Un designer qui monte qui monte, dont le Tout Londres commence à parler, ça n’a pas envie de se laisser emmerder par un petit bonhomme terne et ennuyeux. Alors quand, un matin aux aurores, Mister Kitchen vient lui prendre la tête sous prétexte de lui acheter sa bagnole, notre designer pète un peu les plombs, et transperce le dit Kitchen avec une de ses créations. Seulement voilà, un emmerdeur mort reste un emmerdeur, dont il faut se débarrasser. Et quand une journée commence mal, il y a peu de chances qu’elle se termine bien. Les choses vont même aller de mal en pis pour notre pauvre artiste, qui va tenter de compenser en s’enfilant dans le gosier et dans le nez toutes sortes de produits, ce qui ne va pas améliorer son calme et sa lucidité. Une vraie journée de merde !

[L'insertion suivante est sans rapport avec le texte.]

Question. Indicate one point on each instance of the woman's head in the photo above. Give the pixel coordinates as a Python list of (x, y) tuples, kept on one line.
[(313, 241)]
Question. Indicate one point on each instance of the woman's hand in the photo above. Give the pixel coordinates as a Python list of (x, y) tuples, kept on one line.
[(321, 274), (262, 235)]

Vous connaissez peut-être ce numéro de cirque qui consiste à faire monter le plus de monde possible sur un vélo ? Ou cette scène d’un film des Marx Brothers où ils entassent le plus de monde possible (là encore) dans une cabine de bateau ? Et bien Charles Higson a certainement fait le pari d’empiler le plus d’emmerdements possibles, de plus en plus graves, sur la tête de son personnage. Il y réussi d’ailleurs avec brio, au point que son héros, loin d’être a priori sympathique, c’est peu de le dire, finit presque par nous faire de la peine !

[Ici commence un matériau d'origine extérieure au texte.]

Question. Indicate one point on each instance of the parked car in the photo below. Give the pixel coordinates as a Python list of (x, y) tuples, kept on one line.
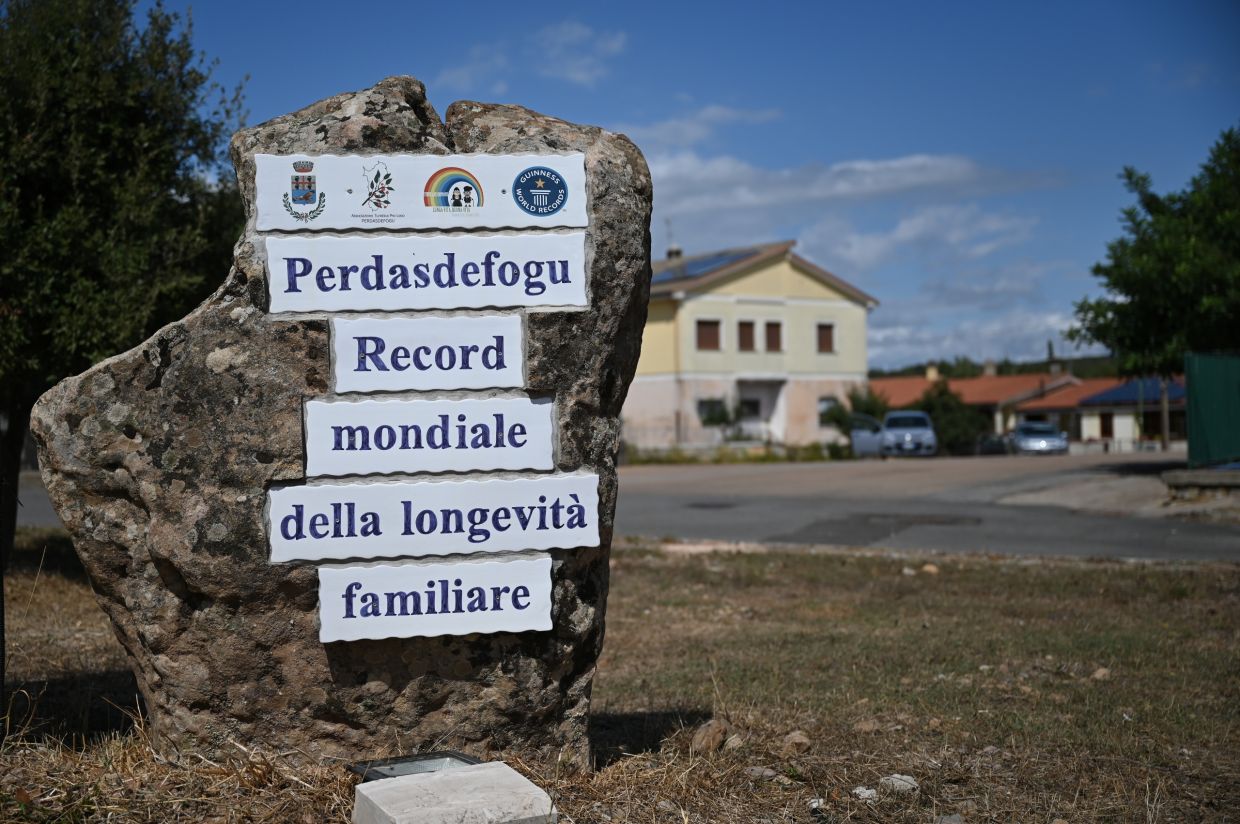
[(866, 435), (908, 433), (1038, 439)]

C’est drôle, fort enlevé, sans pitié sur la société anglaise, de bas en haut, des prolos abrutis de bière, aux aristos pleins de morgue, en passant par les arrivistes et parvenus. Les diatribes du « héros », dans leur méchanceté et leur cynisme, sont un excellent exemple de démontage implacable de tout ce que notre bonne conscience nous amène à faire, à dire ou à penser, juste pour avoir l’impression que l’on fait partie des « gentils ». Lui est un sale con, riche, et fier de l’être.
A mon goût, c’est quand même un peu long, et frôle le répétitif sur la fin. Et au final, laisse le sentiment d’une certaine vacuité, ou vanité (vanité de vain, pas de vaniteux). Mais cela reste un bon divertissement.
Charles Higson / L'encombrant Mister Kitchen (Getting rid of mister Kitchen, 1996), Editions du Rocher/Thriller (2008). Traduction de l’anglais par Guy Abadia.